RealTime IT News

Apple's iPod Shuffle Stifles Podcasting

SAN FRANCISCO -- Apple's latest iPod may be winning accolades from music lovers but it is raising eyebrows in the blogosphere.

When CEO Steve Jobs took the wraps off the flash-memory iPod shuffle, a few gasps could be heard from bloggers who post audio files of their conversations -- a practice commonly referred to as podcasting.

For those new to the concept, podcasting is a version of Webcasting that first became popular with iPod owners. According to online encyclopedia Wikipedia, podcasters make their audio programs available for download to portable digital audio devices (iPod, MP3 player, PDA). Similar to the way TiVo time-shifts video, podcasting lets the audience download and listen later.

The practice has taken off like wildfire. Directory site Podcasting.net lists approximately 1,000 sites with new ones added every day. The audio streams offer topics ranging from computers and tech news to sports and even pets.

But while a 40GB iPod or even a 20GB iPod mini is great for holding an hour-long podcast, Apple's iPod shuffle just doesn't measure up for taking your favorite online talk show on the road.

"It's neither a boon nor a bust. It's just not useful for listening to podcasts," said Doc Searls, a respected blogger and co-author of the book Cluetrain Manifesto. "Navigating inside a long podcast -- and many are very long -- is difficult even with a regular iPod, as it is with all players. So, rather than fix the one feature that's lame about the iPod, they eliminated it completely."

Smaller and lighter than a pack of gum, iPod shuffle comes in two models: a 512MB model that holds up to 120 songs for $99 and its 1GB cousin that costs $149. The device comes without a screen but the hard drive is not susceptible to motion damage.

iPod Shuffle
The included software includes an AutoFill feature, which automatically selects songs from a user's music library and the iPod's set up lets a user manually allocate how much space can be reserved for music files and how much can be used for data files.

Veteran podcaster and former MTV host Adam Curry said the iPod shuffle makes no sense at all -- and certainly not for podcasting.

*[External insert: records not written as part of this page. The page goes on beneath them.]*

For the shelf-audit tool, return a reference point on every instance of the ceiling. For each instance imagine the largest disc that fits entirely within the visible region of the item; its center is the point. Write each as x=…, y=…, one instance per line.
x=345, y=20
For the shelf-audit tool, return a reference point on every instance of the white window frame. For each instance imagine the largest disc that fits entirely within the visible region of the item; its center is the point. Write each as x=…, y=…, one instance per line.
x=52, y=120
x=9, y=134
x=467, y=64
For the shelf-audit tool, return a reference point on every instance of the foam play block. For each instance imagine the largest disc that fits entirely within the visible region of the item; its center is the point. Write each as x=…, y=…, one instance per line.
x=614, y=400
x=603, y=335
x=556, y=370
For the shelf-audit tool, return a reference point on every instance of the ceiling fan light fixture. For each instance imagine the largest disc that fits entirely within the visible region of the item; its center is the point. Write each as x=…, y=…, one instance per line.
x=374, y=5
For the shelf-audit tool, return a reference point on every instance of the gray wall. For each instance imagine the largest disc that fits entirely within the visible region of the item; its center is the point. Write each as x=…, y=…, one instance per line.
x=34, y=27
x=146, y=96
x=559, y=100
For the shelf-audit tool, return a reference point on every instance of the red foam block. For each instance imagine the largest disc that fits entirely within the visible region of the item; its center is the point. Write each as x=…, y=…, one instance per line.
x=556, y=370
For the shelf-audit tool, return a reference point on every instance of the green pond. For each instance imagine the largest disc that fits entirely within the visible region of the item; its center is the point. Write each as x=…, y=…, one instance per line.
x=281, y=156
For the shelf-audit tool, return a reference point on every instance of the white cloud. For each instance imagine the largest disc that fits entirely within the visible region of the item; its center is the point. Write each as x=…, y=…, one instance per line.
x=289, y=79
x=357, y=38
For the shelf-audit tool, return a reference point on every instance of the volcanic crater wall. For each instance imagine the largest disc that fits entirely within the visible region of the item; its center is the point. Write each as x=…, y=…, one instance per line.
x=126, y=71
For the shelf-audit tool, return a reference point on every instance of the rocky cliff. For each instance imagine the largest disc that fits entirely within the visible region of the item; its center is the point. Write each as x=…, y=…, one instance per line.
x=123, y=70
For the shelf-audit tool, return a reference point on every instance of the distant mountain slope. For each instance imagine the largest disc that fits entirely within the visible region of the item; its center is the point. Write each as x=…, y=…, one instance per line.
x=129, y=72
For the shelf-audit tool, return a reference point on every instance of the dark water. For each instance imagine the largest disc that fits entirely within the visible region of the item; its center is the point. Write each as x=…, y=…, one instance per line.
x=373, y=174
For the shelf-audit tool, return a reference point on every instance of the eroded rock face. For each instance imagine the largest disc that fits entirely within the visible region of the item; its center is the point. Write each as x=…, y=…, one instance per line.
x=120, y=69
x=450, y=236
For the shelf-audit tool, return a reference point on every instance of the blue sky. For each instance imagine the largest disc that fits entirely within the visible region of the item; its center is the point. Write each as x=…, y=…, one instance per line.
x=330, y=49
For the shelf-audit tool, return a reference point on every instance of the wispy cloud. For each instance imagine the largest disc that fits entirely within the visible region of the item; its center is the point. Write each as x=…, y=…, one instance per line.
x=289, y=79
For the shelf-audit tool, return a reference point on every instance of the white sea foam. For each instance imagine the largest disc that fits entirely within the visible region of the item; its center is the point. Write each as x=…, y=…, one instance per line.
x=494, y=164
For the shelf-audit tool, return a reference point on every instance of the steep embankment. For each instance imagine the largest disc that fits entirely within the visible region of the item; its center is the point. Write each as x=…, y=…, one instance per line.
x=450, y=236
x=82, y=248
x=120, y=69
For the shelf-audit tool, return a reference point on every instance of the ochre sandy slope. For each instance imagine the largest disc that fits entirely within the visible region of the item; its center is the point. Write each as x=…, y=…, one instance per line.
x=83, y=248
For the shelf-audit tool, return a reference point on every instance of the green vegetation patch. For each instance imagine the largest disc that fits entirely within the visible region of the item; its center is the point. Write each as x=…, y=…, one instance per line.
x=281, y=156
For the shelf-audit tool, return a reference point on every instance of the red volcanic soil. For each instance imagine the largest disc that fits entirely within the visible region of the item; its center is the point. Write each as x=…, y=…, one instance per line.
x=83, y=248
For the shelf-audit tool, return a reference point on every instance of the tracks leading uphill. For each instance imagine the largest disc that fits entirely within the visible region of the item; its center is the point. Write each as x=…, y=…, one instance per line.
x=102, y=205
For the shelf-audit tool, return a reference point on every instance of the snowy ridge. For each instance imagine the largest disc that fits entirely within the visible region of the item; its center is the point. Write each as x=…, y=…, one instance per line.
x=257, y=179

"Apple hasn't picked up on podcasting because they are thinking about how things work from Apple to the rest of the world. They are not seeing what is happening," Curry said on his Thursday show, Daily Source Code.

While the iPod shuffle may be good as a starter device, given his preference, Curry commented that he'd rather use a different player altogether.

Apple is expecting big things with the iPod shuffle. During his keynote at Macworld Expo, Jobs said the tiny player should help close the 35 percent gap of the digital music player market share that Apple does not already own. Jobs said Apple sold more than 4.5 million iPods in the last three months. The CEO also said new deals with Mercedes, Toyota, Nissan, Volvo and Ferrari should also help drive sales of the iPod.

"Apple produced a product they think will grab market share in the flash-based digital music player market," Searls told internetnews.com. "Given their success with the iPod and the iPod Mini, why argue with that? I wish 'em well. I also wish they'd make an iPod that's better for podcast listening."